I was just about to post this (helpfully labelled) scorpion from the Ortus sanitatis, so not only are you not bothering me, you actually have pretty great timing!
Amazingly, not the least threatening scorpion illustration I’ve encountered, an honour which goes to these little guys:
[British Library, Harley MS 3244, fol. 64r]
Fact-wise, Edward Topsell provides a wealth of information about scorpions in his Historie of Serpents:
- Scorpions come in 7 flavours: white, reddish, pale, greenish, blackish-pale, Crab & honey.
- The association with crabs is so strong that Pliny says scorpions are born whenever a crab dies and washes up on a beach.
- In fact, it’s so easy to generate a scorpion that they also grow from rot, crocodile eggs, basil, the brains of people who smell too much basil, dead basilisks & “corrupt” rainwater.

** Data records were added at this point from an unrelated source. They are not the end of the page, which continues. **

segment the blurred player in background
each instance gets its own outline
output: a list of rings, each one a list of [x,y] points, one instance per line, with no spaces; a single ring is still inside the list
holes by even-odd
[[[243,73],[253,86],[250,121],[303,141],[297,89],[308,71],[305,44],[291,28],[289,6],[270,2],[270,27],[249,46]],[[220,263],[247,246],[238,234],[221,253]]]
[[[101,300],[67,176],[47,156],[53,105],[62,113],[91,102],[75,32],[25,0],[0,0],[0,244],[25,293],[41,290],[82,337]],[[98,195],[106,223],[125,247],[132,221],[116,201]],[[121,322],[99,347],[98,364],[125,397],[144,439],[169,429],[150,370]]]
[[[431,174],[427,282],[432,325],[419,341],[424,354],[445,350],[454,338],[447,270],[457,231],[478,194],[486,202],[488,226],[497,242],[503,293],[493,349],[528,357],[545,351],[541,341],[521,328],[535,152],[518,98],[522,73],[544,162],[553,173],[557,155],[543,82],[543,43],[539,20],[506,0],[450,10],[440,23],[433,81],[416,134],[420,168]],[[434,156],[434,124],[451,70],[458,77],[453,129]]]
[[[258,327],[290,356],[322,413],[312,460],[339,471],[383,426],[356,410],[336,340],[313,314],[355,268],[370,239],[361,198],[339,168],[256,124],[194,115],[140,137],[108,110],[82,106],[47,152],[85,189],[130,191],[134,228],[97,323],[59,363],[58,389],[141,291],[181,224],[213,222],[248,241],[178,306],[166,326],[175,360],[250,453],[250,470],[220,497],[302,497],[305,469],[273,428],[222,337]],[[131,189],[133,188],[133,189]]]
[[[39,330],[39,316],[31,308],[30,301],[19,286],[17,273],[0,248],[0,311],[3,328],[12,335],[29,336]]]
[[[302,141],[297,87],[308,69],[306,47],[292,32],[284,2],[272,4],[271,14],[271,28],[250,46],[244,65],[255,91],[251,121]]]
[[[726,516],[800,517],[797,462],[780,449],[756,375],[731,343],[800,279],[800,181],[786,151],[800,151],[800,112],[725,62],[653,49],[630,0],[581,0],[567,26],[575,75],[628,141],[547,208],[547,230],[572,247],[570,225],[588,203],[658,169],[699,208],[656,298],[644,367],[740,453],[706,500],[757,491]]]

- A scorpion’s greatest joy in life is to wash itself all over with its tongue and then roll around in clean linen:
[They have also tongues, wherewithall they use often to lick and smooth over their own bodies. And seeing of all other things they love fresh and clean linnen, whereinto they insinuate, and wrap themselves when they can come unto it, then also first of all they cleanse their whole bodies all over with their tongues, and next to their flesh put on this clean linnen, as a man would put on a shirt.]